This week the coronavirus hit the valley. Although, to my knowledge, there hasn’t been any reported cases, there is a sense of panic in the air.
People shopping the stores bare of hand sanitizer, toilet paper and everything on sale. Others cancelling travel plans, as recommended by our government.
The resort I work at has cut everyone’s hours. This didn’t come as a surprise, as we cater to international travellers and Canadian tourists, most cancelling their reservations during the usual busy spring break.
The schools in the area have gone on spring break, scheduled for two weeks, still without official word, will undoubtedly be off at least two weeks longer.
It will be interesting how the virus plays out in the coming days and weeks. So far, in Canada, the issue has not become politicized. The information we are receiving from government officials has been consistent and unified.
My feeling is we may be entering a different time. That things are about to change for many people around the world and here in Canada.
Rex Murphy, of the National Post, pointed out in his recent column that coronavirus is doing everything the climate change movement has been advocating for several years. Emissions are down, including a whooping 25% in China, more than the entire green house emissions of Canada. Travel, another huge source of pollution, is down.

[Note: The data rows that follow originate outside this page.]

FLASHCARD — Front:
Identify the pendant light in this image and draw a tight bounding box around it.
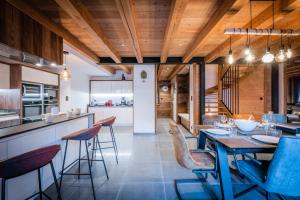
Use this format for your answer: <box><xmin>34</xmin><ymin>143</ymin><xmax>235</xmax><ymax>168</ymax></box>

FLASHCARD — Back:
<box><xmin>286</xmin><ymin>36</ymin><xmax>293</xmax><ymax>59</ymax></box>
<box><xmin>261</xmin><ymin>31</ymin><xmax>274</xmax><ymax>63</ymax></box>
<box><xmin>275</xmin><ymin>33</ymin><xmax>287</xmax><ymax>63</ymax></box>
<box><xmin>228</xmin><ymin>35</ymin><xmax>234</xmax><ymax>65</ymax></box>
<box><xmin>60</xmin><ymin>51</ymin><xmax>71</xmax><ymax>81</ymax></box>
<box><xmin>244</xmin><ymin>0</ymin><xmax>255</xmax><ymax>63</ymax></box>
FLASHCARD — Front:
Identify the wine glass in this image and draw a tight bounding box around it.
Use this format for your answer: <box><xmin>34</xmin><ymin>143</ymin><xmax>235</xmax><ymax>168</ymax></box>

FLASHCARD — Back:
<box><xmin>221</xmin><ymin>115</ymin><xmax>227</xmax><ymax>124</ymax></box>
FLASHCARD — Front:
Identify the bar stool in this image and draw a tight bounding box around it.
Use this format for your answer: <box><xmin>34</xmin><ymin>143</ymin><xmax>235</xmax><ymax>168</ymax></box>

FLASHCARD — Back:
<box><xmin>59</xmin><ymin>125</ymin><xmax>108</xmax><ymax>199</ymax></box>
<box><xmin>0</xmin><ymin>145</ymin><xmax>61</xmax><ymax>200</ymax></box>
<box><xmin>92</xmin><ymin>116</ymin><xmax>119</xmax><ymax>164</ymax></box>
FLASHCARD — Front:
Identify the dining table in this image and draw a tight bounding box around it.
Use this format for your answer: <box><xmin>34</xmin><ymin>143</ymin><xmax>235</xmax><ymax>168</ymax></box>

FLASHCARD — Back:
<box><xmin>198</xmin><ymin>129</ymin><xmax>276</xmax><ymax>200</ymax></box>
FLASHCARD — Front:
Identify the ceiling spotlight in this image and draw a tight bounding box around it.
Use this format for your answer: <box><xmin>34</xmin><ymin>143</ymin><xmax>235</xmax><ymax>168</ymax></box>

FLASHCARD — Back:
<box><xmin>261</xmin><ymin>47</ymin><xmax>274</xmax><ymax>63</ymax></box>
<box><xmin>50</xmin><ymin>62</ymin><xmax>56</xmax><ymax>67</ymax></box>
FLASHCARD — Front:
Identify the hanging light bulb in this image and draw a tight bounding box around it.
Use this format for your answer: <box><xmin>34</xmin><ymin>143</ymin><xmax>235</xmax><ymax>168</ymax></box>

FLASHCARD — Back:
<box><xmin>61</xmin><ymin>51</ymin><xmax>71</xmax><ymax>81</ymax></box>
<box><xmin>228</xmin><ymin>35</ymin><xmax>234</xmax><ymax>65</ymax></box>
<box><xmin>261</xmin><ymin>34</ymin><xmax>274</xmax><ymax>63</ymax></box>
<box><xmin>286</xmin><ymin>47</ymin><xmax>293</xmax><ymax>59</ymax></box>
<box><xmin>261</xmin><ymin>47</ymin><xmax>274</xmax><ymax>63</ymax></box>
<box><xmin>275</xmin><ymin>33</ymin><xmax>286</xmax><ymax>63</ymax></box>
<box><xmin>275</xmin><ymin>48</ymin><xmax>286</xmax><ymax>63</ymax></box>
<box><xmin>228</xmin><ymin>49</ymin><xmax>234</xmax><ymax>65</ymax></box>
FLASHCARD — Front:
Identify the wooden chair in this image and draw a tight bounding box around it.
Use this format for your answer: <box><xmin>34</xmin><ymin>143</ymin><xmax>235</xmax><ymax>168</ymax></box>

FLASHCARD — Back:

There has been plenty of news saying we must change for the sake of the environment, but to date very little has changed. Maybe this is where we take it seriously; where we realize we don’t need to travel and build second homes on the edge of every lake.
Now with that said, this is the way it will play out. The people, who consider themselves left leaning environmentalists with lots of money, who live in mansions or on the edge of the wetlands won’t miss a flight or change one iota.
The middle-class will become poorer and they will have to learn to live with less. They won’t be able to afford to pollute (read heat their homes).
The lower class, which Lisa and I are included, will have a lot less.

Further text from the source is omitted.